Em sua mais famosa apresentação, realizada após o lançamento do álbum “21”, Adele esteve diante de milhares de pessoas no Royal Albert Hall, em Londres, e cantou suas músicas mais amadas. Usando um vestido preto, ela tinha sobre o palco apenas o microfone além de si própria, e durante toda a apresentação, permaneceu parada no mesmo lugar. Em determinado momento, tirou os sapatos para se sentir mais confortável. Talvez alguma outra diva do pop americano teria sido julgada caso fizesse algo parecido, mas isso não importa para Adele: a qualidade de suas composições e o poder de sua voz hipnotizam qualquer espectador. Sua plateia é capaz de rir de alguma gracinha e chorar num verso mais triste em questão de alguns minutos. A maioria das composições de Adele trata de um coração partido – quem nunca sofreu por amor? “21” é quase que inteiramente dedicado ao fim de um relacionamento com o qual ela, tão parecida conosco, não lidou muito bem. Em “Someone Like You” (mais de 570 milhões de visualizações no YouTube), ela canta, lamuriosa, que deseja ao ex tudo de melhor e afirma que vai, sim, encontrar “alguém como você” – o que já aconteceu para ela, devo frisar. Mantenha a esperança você também. Em “Rolling In The Deep” (pouco mais de 750 milhões), sua canção mais marcante até aqui, ela crava: “nós poderíamos ter tido tudo”. E vai além: “você vai desejar nunca ter me conhecido”. Adele é um fenômeno de proporções mundiais.

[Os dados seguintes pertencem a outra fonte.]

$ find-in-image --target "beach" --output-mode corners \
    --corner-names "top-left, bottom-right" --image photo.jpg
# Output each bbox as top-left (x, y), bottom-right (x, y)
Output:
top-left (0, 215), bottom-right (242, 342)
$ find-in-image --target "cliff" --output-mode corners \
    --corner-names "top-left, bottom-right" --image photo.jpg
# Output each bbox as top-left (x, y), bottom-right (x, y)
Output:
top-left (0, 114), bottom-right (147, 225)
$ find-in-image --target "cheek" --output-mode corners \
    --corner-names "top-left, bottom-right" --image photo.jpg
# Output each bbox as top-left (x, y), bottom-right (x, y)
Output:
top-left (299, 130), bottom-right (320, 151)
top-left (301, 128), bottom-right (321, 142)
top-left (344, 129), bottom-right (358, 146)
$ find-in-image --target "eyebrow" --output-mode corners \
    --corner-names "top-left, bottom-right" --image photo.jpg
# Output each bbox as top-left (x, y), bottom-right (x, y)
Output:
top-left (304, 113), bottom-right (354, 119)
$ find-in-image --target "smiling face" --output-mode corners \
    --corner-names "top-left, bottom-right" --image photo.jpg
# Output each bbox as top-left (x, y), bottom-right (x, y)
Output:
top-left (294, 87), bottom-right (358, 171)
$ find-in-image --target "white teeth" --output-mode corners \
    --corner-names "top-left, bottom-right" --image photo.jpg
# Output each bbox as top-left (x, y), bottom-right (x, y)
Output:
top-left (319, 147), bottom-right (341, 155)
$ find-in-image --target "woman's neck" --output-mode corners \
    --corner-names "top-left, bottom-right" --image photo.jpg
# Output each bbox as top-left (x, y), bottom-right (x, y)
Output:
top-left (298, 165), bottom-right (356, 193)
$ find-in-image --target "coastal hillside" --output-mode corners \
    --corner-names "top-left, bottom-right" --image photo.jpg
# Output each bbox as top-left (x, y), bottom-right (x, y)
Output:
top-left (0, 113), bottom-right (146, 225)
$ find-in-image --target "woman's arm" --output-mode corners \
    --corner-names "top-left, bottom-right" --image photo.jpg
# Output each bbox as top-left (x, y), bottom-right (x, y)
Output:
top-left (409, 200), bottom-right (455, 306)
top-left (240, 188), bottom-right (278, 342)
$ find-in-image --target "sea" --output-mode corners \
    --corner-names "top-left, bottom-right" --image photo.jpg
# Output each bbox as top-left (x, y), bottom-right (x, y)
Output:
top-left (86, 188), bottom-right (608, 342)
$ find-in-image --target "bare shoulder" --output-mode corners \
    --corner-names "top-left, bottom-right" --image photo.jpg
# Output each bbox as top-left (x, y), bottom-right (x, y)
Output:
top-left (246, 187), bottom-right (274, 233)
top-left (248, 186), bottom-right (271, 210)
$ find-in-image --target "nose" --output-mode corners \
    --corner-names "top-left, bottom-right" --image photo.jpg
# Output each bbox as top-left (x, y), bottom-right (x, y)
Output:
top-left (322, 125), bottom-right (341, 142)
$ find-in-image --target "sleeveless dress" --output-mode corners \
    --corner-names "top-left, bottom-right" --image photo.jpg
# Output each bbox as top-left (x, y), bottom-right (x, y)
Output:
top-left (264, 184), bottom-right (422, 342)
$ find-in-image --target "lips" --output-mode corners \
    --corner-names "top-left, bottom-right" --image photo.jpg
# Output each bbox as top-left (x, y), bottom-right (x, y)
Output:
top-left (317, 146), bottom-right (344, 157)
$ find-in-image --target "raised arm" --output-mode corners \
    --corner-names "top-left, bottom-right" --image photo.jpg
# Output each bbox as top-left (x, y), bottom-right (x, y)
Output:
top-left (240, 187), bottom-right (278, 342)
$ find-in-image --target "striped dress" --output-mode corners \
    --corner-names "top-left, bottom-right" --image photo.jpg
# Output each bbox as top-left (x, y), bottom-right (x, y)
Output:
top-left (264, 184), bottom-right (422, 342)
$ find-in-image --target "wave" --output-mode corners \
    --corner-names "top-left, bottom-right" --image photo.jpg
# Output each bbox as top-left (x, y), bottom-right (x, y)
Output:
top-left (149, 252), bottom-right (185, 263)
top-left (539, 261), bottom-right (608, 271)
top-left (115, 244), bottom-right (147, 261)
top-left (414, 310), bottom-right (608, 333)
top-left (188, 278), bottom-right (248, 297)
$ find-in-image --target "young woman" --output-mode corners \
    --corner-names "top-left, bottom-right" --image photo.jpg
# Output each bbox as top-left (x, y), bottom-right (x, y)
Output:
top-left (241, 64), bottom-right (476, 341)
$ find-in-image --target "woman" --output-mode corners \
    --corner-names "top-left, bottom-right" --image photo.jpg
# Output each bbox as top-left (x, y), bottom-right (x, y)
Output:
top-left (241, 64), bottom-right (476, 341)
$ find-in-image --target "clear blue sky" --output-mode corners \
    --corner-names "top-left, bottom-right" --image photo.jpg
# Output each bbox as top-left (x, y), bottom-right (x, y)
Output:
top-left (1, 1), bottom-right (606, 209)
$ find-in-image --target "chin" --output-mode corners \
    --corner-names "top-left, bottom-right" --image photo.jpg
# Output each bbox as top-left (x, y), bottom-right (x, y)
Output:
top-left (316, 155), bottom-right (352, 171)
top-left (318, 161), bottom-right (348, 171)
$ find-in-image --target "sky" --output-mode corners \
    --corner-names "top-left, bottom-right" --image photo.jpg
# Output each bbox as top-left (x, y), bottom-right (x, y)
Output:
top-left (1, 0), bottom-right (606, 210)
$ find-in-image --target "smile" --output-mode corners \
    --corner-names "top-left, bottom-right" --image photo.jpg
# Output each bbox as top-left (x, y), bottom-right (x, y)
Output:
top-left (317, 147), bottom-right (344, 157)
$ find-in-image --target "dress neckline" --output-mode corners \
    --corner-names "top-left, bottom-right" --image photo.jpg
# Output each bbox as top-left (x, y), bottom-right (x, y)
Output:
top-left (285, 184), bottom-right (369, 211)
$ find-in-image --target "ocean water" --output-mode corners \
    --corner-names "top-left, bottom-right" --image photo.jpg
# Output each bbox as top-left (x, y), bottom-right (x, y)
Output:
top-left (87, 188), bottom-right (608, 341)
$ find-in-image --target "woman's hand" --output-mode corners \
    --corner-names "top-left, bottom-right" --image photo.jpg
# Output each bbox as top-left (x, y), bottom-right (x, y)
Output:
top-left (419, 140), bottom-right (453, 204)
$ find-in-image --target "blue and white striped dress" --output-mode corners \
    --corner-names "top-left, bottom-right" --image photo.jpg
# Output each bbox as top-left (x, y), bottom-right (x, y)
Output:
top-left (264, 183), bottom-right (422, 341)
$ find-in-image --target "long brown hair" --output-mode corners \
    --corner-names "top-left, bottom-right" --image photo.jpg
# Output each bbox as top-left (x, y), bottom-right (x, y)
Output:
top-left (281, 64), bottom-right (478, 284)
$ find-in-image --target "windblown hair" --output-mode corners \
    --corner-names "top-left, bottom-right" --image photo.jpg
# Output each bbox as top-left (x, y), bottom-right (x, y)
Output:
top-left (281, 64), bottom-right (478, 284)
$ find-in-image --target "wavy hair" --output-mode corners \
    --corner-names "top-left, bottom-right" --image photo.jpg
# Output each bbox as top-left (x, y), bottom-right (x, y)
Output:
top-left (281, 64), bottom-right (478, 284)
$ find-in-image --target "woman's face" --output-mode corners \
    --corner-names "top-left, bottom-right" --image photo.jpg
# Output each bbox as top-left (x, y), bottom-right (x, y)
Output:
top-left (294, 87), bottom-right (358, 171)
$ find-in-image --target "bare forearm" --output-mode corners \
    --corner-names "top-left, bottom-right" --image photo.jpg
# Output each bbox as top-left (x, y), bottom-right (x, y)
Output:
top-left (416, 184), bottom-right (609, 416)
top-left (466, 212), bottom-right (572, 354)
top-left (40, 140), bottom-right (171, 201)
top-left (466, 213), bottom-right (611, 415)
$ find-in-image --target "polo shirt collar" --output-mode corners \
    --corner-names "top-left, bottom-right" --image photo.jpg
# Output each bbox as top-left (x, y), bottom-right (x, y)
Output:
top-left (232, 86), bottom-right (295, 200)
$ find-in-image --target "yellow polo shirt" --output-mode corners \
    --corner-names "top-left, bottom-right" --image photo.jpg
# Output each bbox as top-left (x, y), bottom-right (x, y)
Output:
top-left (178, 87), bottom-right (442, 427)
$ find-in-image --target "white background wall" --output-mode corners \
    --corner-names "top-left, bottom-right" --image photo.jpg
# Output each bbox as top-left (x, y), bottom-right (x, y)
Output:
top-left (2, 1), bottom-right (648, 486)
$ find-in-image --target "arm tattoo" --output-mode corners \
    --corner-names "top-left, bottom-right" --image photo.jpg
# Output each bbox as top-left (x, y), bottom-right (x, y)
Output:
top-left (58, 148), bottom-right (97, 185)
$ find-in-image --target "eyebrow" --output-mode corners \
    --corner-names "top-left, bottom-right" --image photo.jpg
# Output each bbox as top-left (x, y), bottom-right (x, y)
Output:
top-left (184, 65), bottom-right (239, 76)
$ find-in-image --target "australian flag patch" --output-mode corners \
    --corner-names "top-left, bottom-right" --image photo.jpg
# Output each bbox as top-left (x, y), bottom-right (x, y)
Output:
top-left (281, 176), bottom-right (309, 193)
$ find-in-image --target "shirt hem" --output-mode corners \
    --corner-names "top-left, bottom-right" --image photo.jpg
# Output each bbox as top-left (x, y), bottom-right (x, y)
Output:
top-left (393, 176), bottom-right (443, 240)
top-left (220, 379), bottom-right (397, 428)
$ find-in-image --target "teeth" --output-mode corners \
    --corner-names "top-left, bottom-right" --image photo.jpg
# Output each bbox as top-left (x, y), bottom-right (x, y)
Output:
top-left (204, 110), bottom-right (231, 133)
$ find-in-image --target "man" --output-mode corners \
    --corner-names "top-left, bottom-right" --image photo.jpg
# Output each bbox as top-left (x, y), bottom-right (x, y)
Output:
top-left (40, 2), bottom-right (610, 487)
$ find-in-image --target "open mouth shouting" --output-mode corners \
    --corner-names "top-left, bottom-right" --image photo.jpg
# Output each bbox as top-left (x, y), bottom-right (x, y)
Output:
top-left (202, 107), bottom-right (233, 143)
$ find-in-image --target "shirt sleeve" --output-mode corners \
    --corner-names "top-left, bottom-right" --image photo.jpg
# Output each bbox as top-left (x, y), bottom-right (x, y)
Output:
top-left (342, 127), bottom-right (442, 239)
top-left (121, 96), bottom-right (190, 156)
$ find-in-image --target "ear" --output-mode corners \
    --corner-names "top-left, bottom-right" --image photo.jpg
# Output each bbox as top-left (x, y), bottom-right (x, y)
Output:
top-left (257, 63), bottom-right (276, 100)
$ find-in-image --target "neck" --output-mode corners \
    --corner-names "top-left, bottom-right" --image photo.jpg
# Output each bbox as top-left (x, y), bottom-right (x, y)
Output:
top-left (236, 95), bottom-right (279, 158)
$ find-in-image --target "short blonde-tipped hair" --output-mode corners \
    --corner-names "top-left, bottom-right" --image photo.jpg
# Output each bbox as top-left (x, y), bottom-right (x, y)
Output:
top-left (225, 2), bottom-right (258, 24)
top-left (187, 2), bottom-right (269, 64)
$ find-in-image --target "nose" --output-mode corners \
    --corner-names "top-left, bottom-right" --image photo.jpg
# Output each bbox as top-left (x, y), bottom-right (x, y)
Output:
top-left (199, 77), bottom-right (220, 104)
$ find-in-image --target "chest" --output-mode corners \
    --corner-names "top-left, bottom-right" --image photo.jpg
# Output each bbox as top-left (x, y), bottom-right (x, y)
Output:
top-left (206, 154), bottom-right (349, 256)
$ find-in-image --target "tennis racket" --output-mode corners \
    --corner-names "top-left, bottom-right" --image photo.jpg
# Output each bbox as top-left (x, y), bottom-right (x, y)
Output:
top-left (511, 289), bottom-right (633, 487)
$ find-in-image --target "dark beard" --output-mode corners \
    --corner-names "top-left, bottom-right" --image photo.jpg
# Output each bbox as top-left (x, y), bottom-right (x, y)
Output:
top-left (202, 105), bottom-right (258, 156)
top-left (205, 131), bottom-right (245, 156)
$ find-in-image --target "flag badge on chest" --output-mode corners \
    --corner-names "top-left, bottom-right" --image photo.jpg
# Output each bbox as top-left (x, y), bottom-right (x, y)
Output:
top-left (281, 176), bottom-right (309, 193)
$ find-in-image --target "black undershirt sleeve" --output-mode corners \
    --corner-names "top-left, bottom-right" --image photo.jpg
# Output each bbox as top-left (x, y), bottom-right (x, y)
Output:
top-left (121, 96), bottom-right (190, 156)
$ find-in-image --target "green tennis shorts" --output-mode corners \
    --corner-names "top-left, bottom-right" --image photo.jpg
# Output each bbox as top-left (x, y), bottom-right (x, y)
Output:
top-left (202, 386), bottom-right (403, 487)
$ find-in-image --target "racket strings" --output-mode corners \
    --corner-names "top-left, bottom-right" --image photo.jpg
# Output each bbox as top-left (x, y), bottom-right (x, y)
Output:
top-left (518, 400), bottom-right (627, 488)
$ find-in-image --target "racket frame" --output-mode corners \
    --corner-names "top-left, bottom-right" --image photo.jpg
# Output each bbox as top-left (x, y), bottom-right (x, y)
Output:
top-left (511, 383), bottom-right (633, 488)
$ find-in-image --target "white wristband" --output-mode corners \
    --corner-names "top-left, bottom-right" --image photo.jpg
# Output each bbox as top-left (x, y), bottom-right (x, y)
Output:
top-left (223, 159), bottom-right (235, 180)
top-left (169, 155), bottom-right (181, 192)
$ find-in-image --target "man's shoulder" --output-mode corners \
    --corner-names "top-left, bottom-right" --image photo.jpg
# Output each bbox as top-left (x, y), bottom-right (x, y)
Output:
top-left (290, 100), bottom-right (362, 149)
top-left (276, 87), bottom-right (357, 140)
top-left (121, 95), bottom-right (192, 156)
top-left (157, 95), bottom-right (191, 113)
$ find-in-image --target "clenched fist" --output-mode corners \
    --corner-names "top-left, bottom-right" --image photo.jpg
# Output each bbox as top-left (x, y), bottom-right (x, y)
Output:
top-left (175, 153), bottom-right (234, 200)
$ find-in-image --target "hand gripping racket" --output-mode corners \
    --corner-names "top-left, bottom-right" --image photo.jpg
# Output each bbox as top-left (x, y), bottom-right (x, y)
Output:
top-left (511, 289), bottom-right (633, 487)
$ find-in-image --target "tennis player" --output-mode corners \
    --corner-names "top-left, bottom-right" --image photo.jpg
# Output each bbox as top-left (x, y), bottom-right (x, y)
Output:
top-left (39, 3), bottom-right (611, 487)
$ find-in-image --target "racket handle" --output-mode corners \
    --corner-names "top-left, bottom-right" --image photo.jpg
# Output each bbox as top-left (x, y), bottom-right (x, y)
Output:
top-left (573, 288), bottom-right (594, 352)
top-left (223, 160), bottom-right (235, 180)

Escrevo este texto embarcando na onda que tem tomado conta das redes sociais, é verdade. Mas creio que poucos tenham sido os dias nos quais não desejei ouvir as novas composições que ela estava preparando para nós, agora tão próximas. Porque Adele é, para mim, boa música: ela me traduz, me arrepia, me lembra momentos bons e ruins. É a artista que faço questão de ouvir cantar nos momentos certos, que me faz sorrir e chorar, que faz meu estômago afundar quando fala de amor. Creio que este seja o mesmo sentimento de outros milhões de fãs mundo afora. Gostar de Adele não é apenas eleger uma pessoa para amar no mundo da música: é se enxergar em cada verso.
“25” é um álbum que já nasce destinado ao sucesso. Veio para nos mostrar que, ao contrário do que muitos indicavam, o potencial de Adele está longe de ser esgotado. Os críticos que já o ouviram são categóricos: ela conseguiu de novo. Mas quando o assunto é nos conquistar munida apenas de sua voz, ela não precisava nem tentar. Seja bem-vinda de volta, Adele. Sentimos sua falta.